A nomeação ocorre em um momento de tensão nas relações entre Estados Unidos e Brasil e deve aumentar a atenção sobre a atuação do governo americano na região.
Segura é conhecido por críticas públicas a decisões do ministro Alexandre de Moraes, do Supremo Tribunal Federal (STF), especialmente em questões envolvendo plataformas digitais americanas. O empresário também já se posicionou contra o programa Mais Médicos.
A atuação do novo secretário deve estar alinhada às prioridades da administração Trump para o continente, com destaque para temas como segurança, combate ao crime organizado, soberania nacional e liberdade de expressão.
Relação com o Brasil
A escolha de Segura ganha relevância diante dos recentes atritos diplomáticos entre Washington e Brasília. As posições anteriores do empresário sobre decisões do Judiciário brasileiro podem fazer com que sua atuação seja acompanhada de perto pelo governo brasileiro.

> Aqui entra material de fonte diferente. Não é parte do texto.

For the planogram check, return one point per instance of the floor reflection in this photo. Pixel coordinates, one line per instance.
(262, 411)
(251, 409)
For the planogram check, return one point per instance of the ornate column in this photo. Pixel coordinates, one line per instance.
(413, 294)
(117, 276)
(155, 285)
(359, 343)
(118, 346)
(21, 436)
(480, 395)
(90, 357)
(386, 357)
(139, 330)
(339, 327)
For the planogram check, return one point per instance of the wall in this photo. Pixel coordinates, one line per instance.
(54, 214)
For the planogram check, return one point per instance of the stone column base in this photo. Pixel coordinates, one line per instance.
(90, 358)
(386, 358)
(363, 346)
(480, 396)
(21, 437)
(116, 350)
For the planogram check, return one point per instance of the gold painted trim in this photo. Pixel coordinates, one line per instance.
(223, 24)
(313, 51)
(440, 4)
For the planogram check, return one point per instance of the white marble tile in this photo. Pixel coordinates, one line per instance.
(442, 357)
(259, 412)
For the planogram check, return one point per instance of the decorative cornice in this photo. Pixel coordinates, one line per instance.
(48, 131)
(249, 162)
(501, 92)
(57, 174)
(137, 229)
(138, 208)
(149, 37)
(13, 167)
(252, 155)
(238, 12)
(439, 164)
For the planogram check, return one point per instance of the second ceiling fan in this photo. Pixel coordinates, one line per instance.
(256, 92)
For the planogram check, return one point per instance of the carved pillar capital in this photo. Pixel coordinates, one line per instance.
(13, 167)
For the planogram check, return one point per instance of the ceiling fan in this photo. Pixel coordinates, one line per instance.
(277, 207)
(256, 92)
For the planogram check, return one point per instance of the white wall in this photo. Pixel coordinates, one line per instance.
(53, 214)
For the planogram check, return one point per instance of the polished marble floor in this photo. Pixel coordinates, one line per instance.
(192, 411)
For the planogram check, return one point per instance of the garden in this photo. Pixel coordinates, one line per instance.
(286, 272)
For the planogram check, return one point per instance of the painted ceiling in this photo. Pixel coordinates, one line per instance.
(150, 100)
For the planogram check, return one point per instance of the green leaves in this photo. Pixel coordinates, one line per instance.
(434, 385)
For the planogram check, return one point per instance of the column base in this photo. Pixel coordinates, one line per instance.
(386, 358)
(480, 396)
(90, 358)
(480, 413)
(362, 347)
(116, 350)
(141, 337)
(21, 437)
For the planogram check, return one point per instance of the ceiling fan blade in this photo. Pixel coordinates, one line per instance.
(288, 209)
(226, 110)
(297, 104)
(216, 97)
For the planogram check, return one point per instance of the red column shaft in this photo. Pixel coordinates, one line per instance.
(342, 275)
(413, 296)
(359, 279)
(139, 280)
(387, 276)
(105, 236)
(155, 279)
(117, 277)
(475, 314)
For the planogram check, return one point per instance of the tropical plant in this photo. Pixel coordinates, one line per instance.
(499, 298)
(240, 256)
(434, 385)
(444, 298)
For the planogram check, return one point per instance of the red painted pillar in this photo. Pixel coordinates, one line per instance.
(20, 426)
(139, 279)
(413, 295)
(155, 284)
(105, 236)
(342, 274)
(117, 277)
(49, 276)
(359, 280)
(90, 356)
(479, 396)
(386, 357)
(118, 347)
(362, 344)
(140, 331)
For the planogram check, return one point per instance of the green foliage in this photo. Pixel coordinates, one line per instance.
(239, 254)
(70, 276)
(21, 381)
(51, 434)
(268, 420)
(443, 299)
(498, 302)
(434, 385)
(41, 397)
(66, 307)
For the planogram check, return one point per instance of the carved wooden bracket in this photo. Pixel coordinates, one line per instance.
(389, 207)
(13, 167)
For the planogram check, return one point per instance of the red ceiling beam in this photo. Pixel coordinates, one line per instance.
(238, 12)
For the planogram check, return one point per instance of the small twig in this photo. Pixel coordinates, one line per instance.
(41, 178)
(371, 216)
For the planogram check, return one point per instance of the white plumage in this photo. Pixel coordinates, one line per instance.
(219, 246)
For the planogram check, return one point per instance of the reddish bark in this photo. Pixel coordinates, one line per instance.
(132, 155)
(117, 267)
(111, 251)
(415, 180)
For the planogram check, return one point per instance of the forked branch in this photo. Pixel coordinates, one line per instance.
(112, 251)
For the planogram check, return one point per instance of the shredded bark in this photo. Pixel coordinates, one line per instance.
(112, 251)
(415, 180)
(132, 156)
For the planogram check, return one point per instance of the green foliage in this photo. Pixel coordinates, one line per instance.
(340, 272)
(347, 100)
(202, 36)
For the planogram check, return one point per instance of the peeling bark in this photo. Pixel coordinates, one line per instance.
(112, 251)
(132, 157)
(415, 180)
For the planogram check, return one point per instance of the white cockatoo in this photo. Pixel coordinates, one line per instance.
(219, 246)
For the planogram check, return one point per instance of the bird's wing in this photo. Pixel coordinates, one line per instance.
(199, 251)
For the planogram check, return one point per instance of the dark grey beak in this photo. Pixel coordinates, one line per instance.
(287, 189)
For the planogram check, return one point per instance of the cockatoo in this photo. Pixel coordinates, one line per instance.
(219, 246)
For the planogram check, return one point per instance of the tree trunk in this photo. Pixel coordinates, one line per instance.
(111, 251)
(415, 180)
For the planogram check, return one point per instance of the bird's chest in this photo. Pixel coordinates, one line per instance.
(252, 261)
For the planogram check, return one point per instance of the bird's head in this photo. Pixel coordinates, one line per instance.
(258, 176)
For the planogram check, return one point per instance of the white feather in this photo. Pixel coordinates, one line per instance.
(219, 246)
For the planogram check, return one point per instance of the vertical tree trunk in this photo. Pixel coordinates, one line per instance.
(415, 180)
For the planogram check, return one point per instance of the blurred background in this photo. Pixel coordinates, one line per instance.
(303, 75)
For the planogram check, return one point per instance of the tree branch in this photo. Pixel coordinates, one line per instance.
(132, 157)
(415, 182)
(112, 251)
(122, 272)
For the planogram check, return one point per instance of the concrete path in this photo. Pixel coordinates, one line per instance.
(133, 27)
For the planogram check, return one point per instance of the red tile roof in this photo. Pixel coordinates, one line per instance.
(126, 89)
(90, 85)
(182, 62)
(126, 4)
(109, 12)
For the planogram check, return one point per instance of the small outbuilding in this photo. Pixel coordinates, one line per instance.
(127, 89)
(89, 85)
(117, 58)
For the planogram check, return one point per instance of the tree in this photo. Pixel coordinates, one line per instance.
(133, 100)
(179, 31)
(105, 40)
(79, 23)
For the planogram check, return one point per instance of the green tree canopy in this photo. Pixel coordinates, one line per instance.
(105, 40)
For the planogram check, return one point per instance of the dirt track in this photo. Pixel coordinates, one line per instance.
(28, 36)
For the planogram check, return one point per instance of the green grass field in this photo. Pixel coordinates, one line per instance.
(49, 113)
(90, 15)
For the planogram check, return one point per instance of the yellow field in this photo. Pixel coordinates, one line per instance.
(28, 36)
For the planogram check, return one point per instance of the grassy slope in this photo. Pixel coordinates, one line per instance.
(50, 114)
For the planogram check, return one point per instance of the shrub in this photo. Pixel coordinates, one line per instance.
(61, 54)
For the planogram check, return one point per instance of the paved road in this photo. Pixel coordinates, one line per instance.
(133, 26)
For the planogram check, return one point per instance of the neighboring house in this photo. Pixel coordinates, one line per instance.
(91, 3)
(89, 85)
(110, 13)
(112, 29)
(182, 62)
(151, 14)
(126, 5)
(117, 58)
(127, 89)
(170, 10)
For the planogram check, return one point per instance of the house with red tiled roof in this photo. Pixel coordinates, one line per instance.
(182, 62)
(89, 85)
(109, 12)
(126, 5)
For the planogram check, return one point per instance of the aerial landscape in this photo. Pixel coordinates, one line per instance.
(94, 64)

As medidas adotadas por Moraes contra plataformas e empresas de tecnologia dos Estados Unidos estão entre os temas que provocaram críticas de integrantes da administração Trump e de aliados do presidente americano.
A nomeação de Segura, portanto, pode representar uma postura mais assertiva de Washington nas discussões envolvendo liberdade de expressão e atuação das plataformas digitais no Brasil.
Além das questões relacionadas ao Judiciário, a política americana para a América Latina deve envolver temas como segurança regional, imigração, comércio e combate ao narcotráfico.
Com a chegada de Segura ao cargo, o relacionamento entre Estados Unidos e Brasil passa a ser acompanhado sob uma nova perspectiva, especialmente diante dos conflitos diplomáticos registrados nos últimos meses.